One daily distraction is something I let consume my mind, and that is Little Bear. This morning we noshed on Cheerios together, and read books before Scott took her to daycare. This afternoon I jogged to daycare (yay for one mile!), then played with the Little Bear at the Willard Park playground. We met up for a family dinner out at Kiraku (a Japanese tapas restaurant, which none of us are yearning to go back to), then all walked home together. At home we enjoyed Little Bear's antics, she got a bath, then we read books, and tried to get her to bed. Then she got up to pee on the potty. Then back to bed. Then up again to pee on the potty. Then back to bed. Then up once more to pee on the potty (really, how much urine can one toddler have?!). Then, back to bed, and asleep within a few minutes.

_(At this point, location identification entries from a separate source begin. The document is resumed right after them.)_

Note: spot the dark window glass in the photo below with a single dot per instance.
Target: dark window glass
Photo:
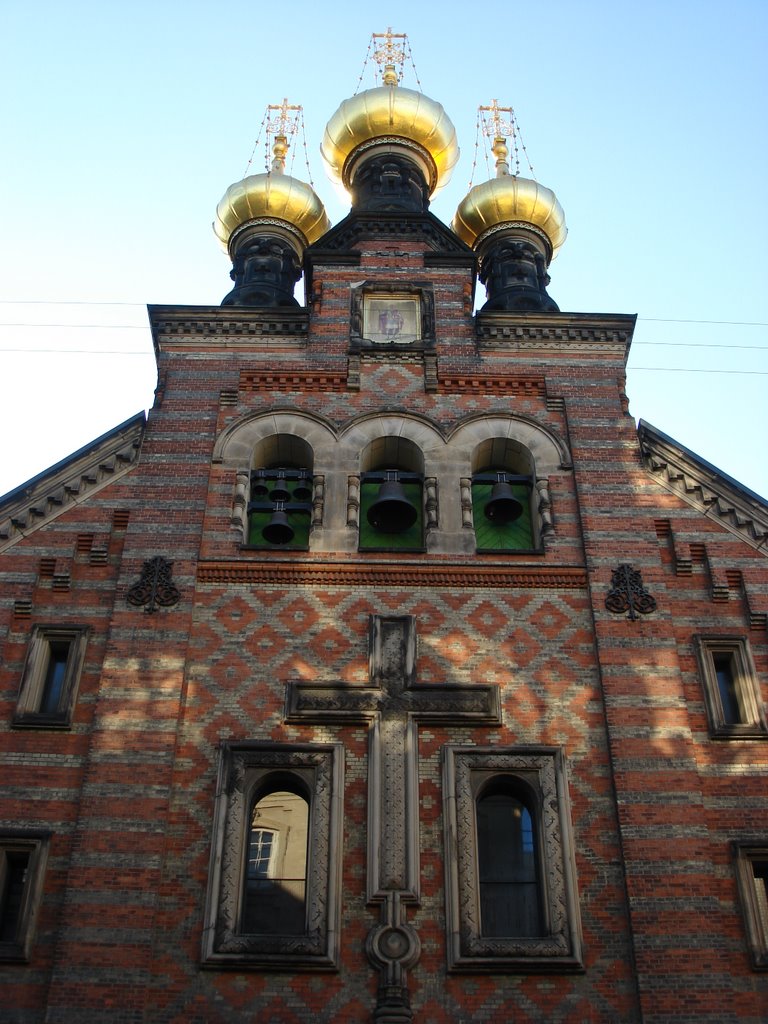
(508, 869)
(50, 697)
(275, 875)
(727, 687)
(12, 893)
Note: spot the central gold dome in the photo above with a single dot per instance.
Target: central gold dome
(390, 115)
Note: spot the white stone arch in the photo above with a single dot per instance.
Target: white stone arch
(363, 443)
(549, 452)
(237, 443)
(358, 435)
(538, 451)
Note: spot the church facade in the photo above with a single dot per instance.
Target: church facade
(387, 671)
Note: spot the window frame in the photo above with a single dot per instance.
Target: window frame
(541, 772)
(246, 769)
(747, 685)
(39, 649)
(747, 853)
(35, 844)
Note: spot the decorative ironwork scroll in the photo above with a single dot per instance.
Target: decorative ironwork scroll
(628, 594)
(156, 588)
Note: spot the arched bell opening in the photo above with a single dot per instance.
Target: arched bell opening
(275, 868)
(503, 478)
(391, 496)
(281, 497)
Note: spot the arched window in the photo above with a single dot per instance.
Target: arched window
(508, 869)
(502, 488)
(391, 496)
(274, 891)
(281, 497)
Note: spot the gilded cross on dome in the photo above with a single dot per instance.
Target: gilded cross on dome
(390, 54)
(495, 125)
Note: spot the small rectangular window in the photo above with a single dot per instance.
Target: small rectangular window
(50, 677)
(731, 687)
(752, 870)
(23, 857)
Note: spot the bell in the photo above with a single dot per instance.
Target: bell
(279, 529)
(280, 492)
(503, 507)
(391, 512)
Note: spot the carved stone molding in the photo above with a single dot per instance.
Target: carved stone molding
(70, 481)
(542, 770)
(242, 768)
(705, 487)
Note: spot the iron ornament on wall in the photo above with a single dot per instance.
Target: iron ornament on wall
(156, 588)
(628, 594)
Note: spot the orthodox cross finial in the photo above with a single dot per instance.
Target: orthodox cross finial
(390, 54)
(284, 123)
(500, 123)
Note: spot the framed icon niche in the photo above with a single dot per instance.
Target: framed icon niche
(392, 315)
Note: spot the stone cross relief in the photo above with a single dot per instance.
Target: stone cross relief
(393, 706)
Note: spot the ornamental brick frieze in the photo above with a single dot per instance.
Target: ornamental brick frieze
(287, 573)
(523, 387)
(209, 323)
(290, 380)
(552, 330)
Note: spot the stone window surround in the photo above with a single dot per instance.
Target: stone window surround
(747, 684)
(448, 462)
(28, 714)
(542, 771)
(36, 845)
(755, 921)
(244, 769)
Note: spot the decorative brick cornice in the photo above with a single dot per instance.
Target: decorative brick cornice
(579, 332)
(705, 487)
(356, 227)
(378, 573)
(71, 481)
(291, 380)
(523, 387)
(207, 324)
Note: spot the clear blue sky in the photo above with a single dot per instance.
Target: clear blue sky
(123, 124)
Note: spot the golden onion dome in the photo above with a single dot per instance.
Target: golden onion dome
(509, 200)
(400, 118)
(271, 198)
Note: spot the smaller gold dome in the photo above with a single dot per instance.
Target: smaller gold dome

Here is the wisdom from Little Bear (2.5yrs old) tonight:

Sometimes it isn't about picking your battles. Sometimes it's just time to laugh. 
I was singing to her tonight - always songs of her request. Tonight she asked for "Baa Baa Black Sheep". If you don't know the song, the first line is:

"Baa baa black sheep, have you any wool?"

Well, Little Bear interrupted me to tell me, "It isn't 'wool' mommy, it's 'woof'." She proceeded to sing the first line "correctly" for me:

"Baa baa black sheep, have you any woof?"

Then she laughed hysterically. I think it was her first attempt at making a  new joke. As infectious as her laughter is, it was pretty funny.

I sang the original version. She corrected me again, then laughed like an evil genius. She knew it was wrong, and I knew it was wrong, so there was no use arguing about it. It wasn't about being right or wrong, it was about taking the time to laugh about something silly, and enjoy the moment.

Today was a series of wonderful moments, and one frustrating moment, but even that has already passed. I'm not saying I wasn't upset about the rejection (I really was), but I felt it, let it consume the time it deserved, and now I'm ready for the next moment. Woof.